Strategic variations in sarbecovirus and merbecovirus Nsp1 linker regions for translation inhibition

Nonstructural protein 1 (Nsp1) is a key virulence factor of coronaviruses, and its stable binding to the 40S ribosomal mRNA entry channel facilitates multiple functions, including suppression of host immune responses and degradation of host mRNA. To understand the structural basis of the conserved protein across viral lineages, we determined the cryo-EM structures of Nsp1-40S complexes of four coronaviruses from wild animals. Our results show that all Nsp1 proteins engage the mRNA entry channel via their C-terminal domain (CTD), but do not fully restrict the rotational mobility of the 40S head, which retains ∼5° of movement and repositions the Nsp1 linker region.

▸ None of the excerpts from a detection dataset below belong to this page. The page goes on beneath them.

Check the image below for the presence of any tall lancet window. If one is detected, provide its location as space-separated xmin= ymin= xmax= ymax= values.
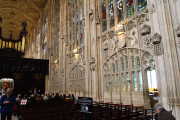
xmin=137 ymin=0 xmax=147 ymax=11
xmin=101 ymin=0 xmax=107 ymax=32
xmin=126 ymin=0 xmax=135 ymax=17
xmin=116 ymin=0 xmax=124 ymax=22
xmin=108 ymin=0 xmax=114 ymax=27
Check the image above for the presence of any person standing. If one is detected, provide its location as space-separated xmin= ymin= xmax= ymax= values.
xmin=0 ymin=88 xmax=16 ymax=120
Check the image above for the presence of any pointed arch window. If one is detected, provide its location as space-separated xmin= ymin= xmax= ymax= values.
xmin=116 ymin=0 xmax=124 ymax=22
xmin=126 ymin=0 xmax=135 ymax=17
xmin=108 ymin=0 xmax=114 ymax=27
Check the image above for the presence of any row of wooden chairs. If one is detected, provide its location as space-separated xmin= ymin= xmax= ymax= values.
xmin=20 ymin=101 xmax=153 ymax=120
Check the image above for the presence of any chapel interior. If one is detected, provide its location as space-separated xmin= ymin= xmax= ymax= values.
xmin=0 ymin=0 xmax=180 ymax=120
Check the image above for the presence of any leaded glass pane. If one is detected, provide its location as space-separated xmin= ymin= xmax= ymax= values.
xmin=125 ymin=56 xmax=128 ymax=70
xmin=126 ymin=0 xmax=135 ymax=17
xmin=138 ymin=0 xmax=147 ymax=11
xmin=131 ymin=56 xmax=135 ymax=69
xmin=139 ymin=72 xmax=143 ymax=90
xmin=121 ymin=57 xmax=124 ymax=71
xmin=132 ymin=71 xmax=137 ymax=90
xmin=108 ymin=0 xmax=114 ymax=27
xmin=0 ymin=40 xmax=2 ymax=48
xmin=116 ymin=0 xmax=124 ymax=22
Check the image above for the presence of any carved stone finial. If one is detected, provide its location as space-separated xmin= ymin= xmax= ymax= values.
xmin=140 ymin=25 xmax=151 ymax=36
xmin=152 ymin=33 xmax=162 ymax=45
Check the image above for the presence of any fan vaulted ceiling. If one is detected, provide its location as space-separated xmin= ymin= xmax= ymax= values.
xmin=0 ymin=0 xmax=47 ymax=39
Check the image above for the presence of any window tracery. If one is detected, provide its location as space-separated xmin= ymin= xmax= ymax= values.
xmin=108 ymin=0 xmax=114 ymax=27
xmin=104 ymin=48 xmax=155 ymax=104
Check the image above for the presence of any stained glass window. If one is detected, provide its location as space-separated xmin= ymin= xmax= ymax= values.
xmin=139 ymin=72 xmax=143 ymax=90
xmin=131 ymin=56 xmax=135 ymax=69
xmin=108 ymin=0 xmax=114 ymax=27
xmin=125 ymin=56 xmax=128 ymax=69
xmin=132 ymin=72 xmax=137 ymax=90
xmin=137 ymin=0 xmax=147 ymax=11
xmin=0 ymin=40 xmax=2 ymax=48
xmin=126 ymin=0 xmax=135 ymax=17
xmin=116 ymin=0 xmax=124 ymax=22
xmin=121 ymin=57 xmax=124 ymax=71
xmin=101 ymin=0 xmax=107 ymax=32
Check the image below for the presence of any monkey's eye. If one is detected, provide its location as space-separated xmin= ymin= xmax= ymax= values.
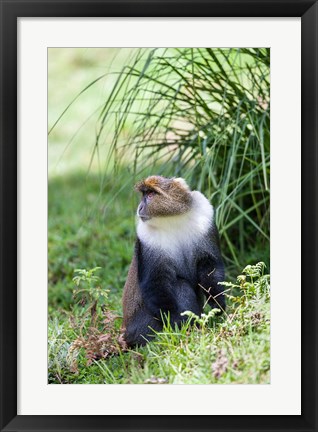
xmin=146 ymin=191 xmax=155 ymax=199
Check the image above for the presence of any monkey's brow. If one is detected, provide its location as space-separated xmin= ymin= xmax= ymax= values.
xmin=140 ymin=186 xmax=157 ymax=193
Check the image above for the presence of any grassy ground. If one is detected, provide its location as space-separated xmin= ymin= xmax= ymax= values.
xmin=48 ymin=173 xmax=270 ymax=384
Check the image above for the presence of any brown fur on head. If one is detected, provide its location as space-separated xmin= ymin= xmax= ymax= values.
xmin=135 ymin=176 xmax=192 ymax=219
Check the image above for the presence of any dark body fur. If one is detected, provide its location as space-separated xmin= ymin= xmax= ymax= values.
xmin=123 ymin=223 xmax=225 ymax=346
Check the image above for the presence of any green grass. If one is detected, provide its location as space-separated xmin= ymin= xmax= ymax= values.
xmin=48 ymin=173 xmax=270 ymax=384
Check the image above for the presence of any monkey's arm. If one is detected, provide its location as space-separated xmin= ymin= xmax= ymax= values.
xmin=138 ymin=242 xmax=183 ymax=322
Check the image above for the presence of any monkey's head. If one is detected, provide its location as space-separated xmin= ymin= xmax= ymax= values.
xmin=135 ymin=176 xmax=192 ymax=222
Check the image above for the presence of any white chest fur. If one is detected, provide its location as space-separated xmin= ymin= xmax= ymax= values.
xmin=137 ymin=191 xmax=213 ymax=256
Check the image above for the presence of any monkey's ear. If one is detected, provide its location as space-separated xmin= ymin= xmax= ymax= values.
xmin=134 ymin=180 xmax=144 ymax=192
xmin=173 ymin=177 xmax=190 ymax=191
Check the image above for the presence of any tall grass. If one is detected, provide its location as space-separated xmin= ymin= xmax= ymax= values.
xmin=51 ymin=48 xmax=270 ymax=268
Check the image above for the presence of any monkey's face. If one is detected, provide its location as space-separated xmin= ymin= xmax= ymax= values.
xmin=135 ymin=176 xmax=192 ymax=222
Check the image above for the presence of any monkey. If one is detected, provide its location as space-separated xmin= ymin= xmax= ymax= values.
xmin=123 ymin=175 xmax=225 ymax=347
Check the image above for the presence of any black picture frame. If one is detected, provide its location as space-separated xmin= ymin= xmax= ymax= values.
xmin=0 ymin=0 xmax=318 ymax=432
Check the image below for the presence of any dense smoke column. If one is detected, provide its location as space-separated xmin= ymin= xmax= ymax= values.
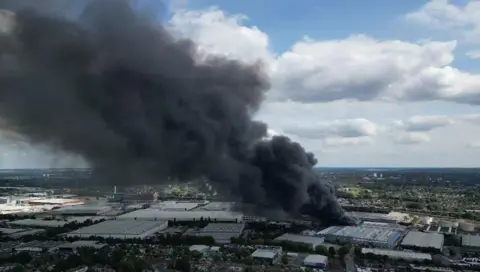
xmin=0 ymin=0 xmax=350 ymax=224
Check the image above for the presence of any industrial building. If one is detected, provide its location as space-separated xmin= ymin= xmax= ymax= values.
xmin=198 ymin=223 xmax=245 ymax=244
xmin=0 ymin=228 xmax=45 ymax=239
xmin=57 ymin=241 xmax=108 ymax=252
xmin=362 ymin=248 xmax=432 ymax=261
xmin=51 ymin=205 xmax=112 ymax=215
xmin=425 ymin=225 xmax=457 ymax=234
xmin=462 ymin=235 xmax=480 ymax=253
xmin=150 ymin=201 xmax=199 ymax=211
xmin=318 ymin=225 xmax=403 ymax=248
xmin=7 ymin=219 xmax=69 ymax=228
xmin=275 ymin=233 xmax=325 ymax=250
xmin=117 ymin=208 xmax=243 ymax=222
xmin=188 ymin=245 xmax=210 ymax=254
xmin=401 ymin=231 xmax=444 ymax=251
xmin=252 ymin=248 xmax=281 ymax=265
xmin=7 ymin=216 xmax=107 ymax=228
xmin=303 ymin=255 xmax=328 ymax=269
xmin=347 ymin=212 xmax=398 ymax=224
xmin=13 ymin=241 xmax=65 ymax=252
xmin=67 ymin=220 xmax=168 ymax=239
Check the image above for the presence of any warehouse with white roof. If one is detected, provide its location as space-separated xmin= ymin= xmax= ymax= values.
xmin=400 ymin=231 xmax=444 ymax=251
xmin=117 ymin=208 xmax=243 ymax=222
xmin=362 ymin=248 xmax=432 ymax=261
xmin=275 ymin=233 xmax=325 ymax=249
xmin=50 ymin=205 xmax=112 ymax=215
xmin=67 ymin=220 xmax=168 ymax=239
xmin=462 ymin=235 xmax=480 ymax=253
xmin=197 ymin=223 xmax=245 ymax=244
xmin=303 ymin=254 xmax=328 ymax=269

Comparative analysis revealed distinct patterns in the linker regions connecting the N- and CTDs. Sarbecovirus Nsp1 contains a longer linker, whereas the merbecovirus Nsp1 adopts a shorter linker that navigates structural constraints more readily. Functionally, we find that linker length correlates with translation inhibition efficiency, suggesting a structural tuning mechanism. Additionally, variations in linker and helix 1 of the CTD among different lineages may serve as molecular markers for viral classification. Together, our results provide a comparative structural framework for understanding how coronavirus Nsp1 proteins modulate host translation and reflect evolutionary adaptations in ribosome engagement.